Burris allowed his backers to file nominating petitions on Monday, the last day possible to qualify for the Feb. 22 mayoral primary. Other notable candidates include former White House chief of staff Rahm Emanuel, former Democratic Sen. Carol Moseley Braun, Rep. Danny Davis (D-Ill.), attorney Gery Chico, state Sen. James Meeks (D-Chicago) and Rob Halpin, the man Emanuel rented his home to when he moved to Washington last year. Halpin's refusal to break the lease he has with Emanuel figures into the residency challenge against Emanuel that is expected to be filed on Wednesday.
Burris leaves the Senate
following Kirk's victory to fill what is left of President Obama's original Senate term. Burris
is not an active candidate for mayor; he has no campaign, no staff, and no money. Burris already owes $630,000 to lawyers who helped him in his battle to get seated in the Senate and fight ethics charges. Burris accepted an appointment from Rod Blagojevich, the impeached governor who was convicted of lying to federal agents and is awaiting trial next year, accused among other charges of trying to sell Obama's seat.

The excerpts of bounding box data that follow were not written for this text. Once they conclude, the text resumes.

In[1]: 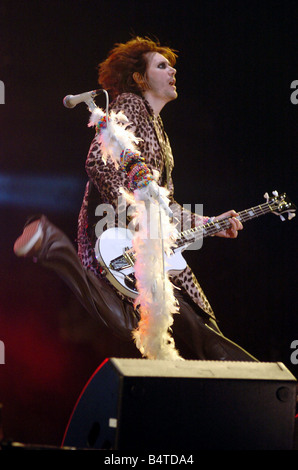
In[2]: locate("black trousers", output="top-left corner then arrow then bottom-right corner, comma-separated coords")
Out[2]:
35,216 -> 256,361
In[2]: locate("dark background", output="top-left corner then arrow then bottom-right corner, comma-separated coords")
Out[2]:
0,0 -> 298,445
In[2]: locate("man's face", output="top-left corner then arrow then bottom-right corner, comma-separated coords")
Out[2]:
146,52 -> 178,104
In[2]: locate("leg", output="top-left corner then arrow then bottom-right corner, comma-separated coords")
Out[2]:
14,216 -> 138,340
173,290 -> 257,361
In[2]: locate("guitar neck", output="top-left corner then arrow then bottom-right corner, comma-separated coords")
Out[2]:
176,202 -> 273,247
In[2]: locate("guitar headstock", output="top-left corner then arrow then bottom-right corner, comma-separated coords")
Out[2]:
264,191 -> 296,221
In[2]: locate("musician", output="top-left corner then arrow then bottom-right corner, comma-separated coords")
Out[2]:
14,37 -> 255,361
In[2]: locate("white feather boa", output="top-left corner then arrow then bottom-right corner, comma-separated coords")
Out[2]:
89,108 -> 182,360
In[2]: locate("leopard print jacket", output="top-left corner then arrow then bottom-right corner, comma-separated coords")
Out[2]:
78,93 -> 214,318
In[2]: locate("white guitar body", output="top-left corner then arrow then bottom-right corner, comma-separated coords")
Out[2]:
94,193 -> 296,298
95,227 -> 187,298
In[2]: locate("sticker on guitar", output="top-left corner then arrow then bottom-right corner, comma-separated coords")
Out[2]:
95,191 -> 296,298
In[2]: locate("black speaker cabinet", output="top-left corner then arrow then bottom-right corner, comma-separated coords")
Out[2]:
63,358 -> 296,453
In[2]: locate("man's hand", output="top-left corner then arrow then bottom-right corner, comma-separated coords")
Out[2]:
215,210 -> 243,238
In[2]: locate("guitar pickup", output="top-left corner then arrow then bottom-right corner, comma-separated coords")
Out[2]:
110,247 -> 135,271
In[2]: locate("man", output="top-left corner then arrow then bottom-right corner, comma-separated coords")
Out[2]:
14,37 -> 255,361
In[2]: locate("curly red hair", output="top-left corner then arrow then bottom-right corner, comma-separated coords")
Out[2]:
98,36 -> 177,99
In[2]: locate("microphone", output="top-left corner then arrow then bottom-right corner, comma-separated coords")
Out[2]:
63,90 -> 102,108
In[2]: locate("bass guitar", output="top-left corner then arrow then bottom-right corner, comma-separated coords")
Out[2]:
95,192 -> 296,298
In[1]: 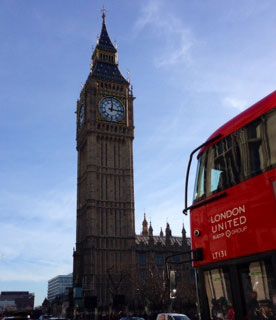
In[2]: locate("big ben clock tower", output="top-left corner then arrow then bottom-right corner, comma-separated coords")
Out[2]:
73,13 -> 135,306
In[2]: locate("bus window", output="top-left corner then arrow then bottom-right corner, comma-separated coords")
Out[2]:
194,154 -> 206,200
266,111 -> 276,166
239,260 -> 276,320
204,268 -> 235,319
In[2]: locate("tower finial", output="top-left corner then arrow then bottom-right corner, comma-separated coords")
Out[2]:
101,6 -> 107,23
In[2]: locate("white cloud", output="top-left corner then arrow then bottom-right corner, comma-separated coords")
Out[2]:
135,1 -> 195,68
0,189 -> 76,282
222,97 -> 248,111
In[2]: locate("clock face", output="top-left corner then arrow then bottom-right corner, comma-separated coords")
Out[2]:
79,104 -> 85,128
99,97 -> 125,122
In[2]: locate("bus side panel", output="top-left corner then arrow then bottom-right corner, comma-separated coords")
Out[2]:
191,170 -> 276,266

When I talked to Burris on Nov. 10 about a mayoral run, the Senate's only African-American member told me, "I am not going to be out there running with three or four black candidates; I'm not doing that."
Moseley Braun, Davis and Meeks are African-Americans. Burris is probably putting his name out there in the unlikely event the other African-American candidates decide not to run. But Burris would find it very difficult to find any substantive political support in a mayoral race.
If no one wins a majority on Feb. 22, the top two vote-getters head into an April 5 runoff.